No antigo Egito o coelho
simbolizava o nascimento, a vida. Em outros pontos da
terra era símbolo da fertilidade, pelo grande
número de filhotes que nasciam.
Eles também têm
a ver com a vida, mas à abundância da vida,
inesgotável, de se multiplicar sem se esgotar.
Qual a relação disso com os coelhos?
Cristo, para o cristianismo,
é essa Vida Nova, inesgotável e abundante.
A liturgia do Sábado
Santo e do Domingo da Páscoa está repleta
de símbolos. Vejamos alguns deles:
O fogo
No Sábado Santo
a celebração é iniciada com a bênção
do fogo, chamado de "fogo novo". Os agricultores,
desprovidos de tecnologia e de conhecimento, utilizam
o fogo, uma técnica milenar e primitiva, para
limpar o terreno que será destinado ao plantio.
Nesse caso o fogo limpa aquele espaço do mato
das ervas daninhas e de tudo aquilo que prejudica ou
é obstáculo para o plantio. Em grandes
incêndios florestais o fogo aparece como uma força
destruidora e às vezes incontrolável e
invencível, como aconteceu recentemente nos Estados
Unidos e Grécia.
Na liturgia, Cristo é
esse fogo que veio limpar o mundo do pecado, da desesperança,
do ódio pregando e instaurando o Reino de Deus
(Mt 3.11; Mt 13.40; Lc 12.49; Hb 12.29).
A Sua ressurreição
mostra que Ele destruiu até a morte, o grande
medo humano. O pecado foi vencido pela graça
de sermos filhos de Deus, templos de Deus (Gl 4.7; Rm
8.14). O ser "imagem e semelhança de Deus"

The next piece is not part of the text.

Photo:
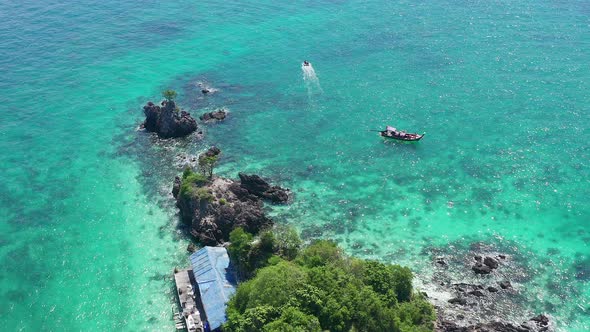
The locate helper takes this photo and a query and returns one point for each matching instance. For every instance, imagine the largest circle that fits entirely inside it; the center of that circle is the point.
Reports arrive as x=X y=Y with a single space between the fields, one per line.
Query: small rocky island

descrito na criação, conforme o livro
do Gênesis
(Gn 1.26), foi restaurado por Ele. A esperança
por um mundo novo, justo e solidário foi reacendida.
A
Água
Em nossa vida diária,
utilizamos esse bem precioso para matar nossa sede,
para limpar de nosso corpo a sujeira e suor, para fazermos
comida e para limpeza doméstica. A água
é também alimento principal das plantas
e meio de vida dos animais aquáticos. Ela também
pode ser sinônimo de destruição,
como acontece nas grandes enchentes.
Para o cristianismo:
Cristo é a verdadeira Água (Jo 4,9-15);
a Água da vida que livra para sempre o homem
do egoísmo e da maldade, desde que ele queira
beber dessa Água; a morte e ressurreição
de Jesus destruiu para sempre a incerteza do futuro
e própria morte trazendo à humanidade
o verdadeiro sentido da vida.
O batismo é a
resposta do ser humano à proposta de Deus. Por
isso após a bênção da água
se realiza a renovação das promessas batismais
(Rm 6.1-11).
A aspersão do
povo com água benta simboliza a nossa disposição
em nos limpar de tudo aquilo que fere e prejudica o
outro.
O Cordeiro
O cordeiro é o
símbolo mais antigo da Páscoa. No Antigo
Testamento, a Páscoa era celebrada com os pães
ázimos (sem fermento) e com o sacrifício
de um cordeiro como recordação do grande
feito de Deus em prol de seu povo: a libertação
da escravidão do Egito. Assim o povo de Israel
celebrava a libertação e a aliança
de Deus com seu povo.
No Novo Testamento, Cristo
é o Cordeiro de Deus sacrificado uma vez por
todas em prol da salvação de toda a humanidade.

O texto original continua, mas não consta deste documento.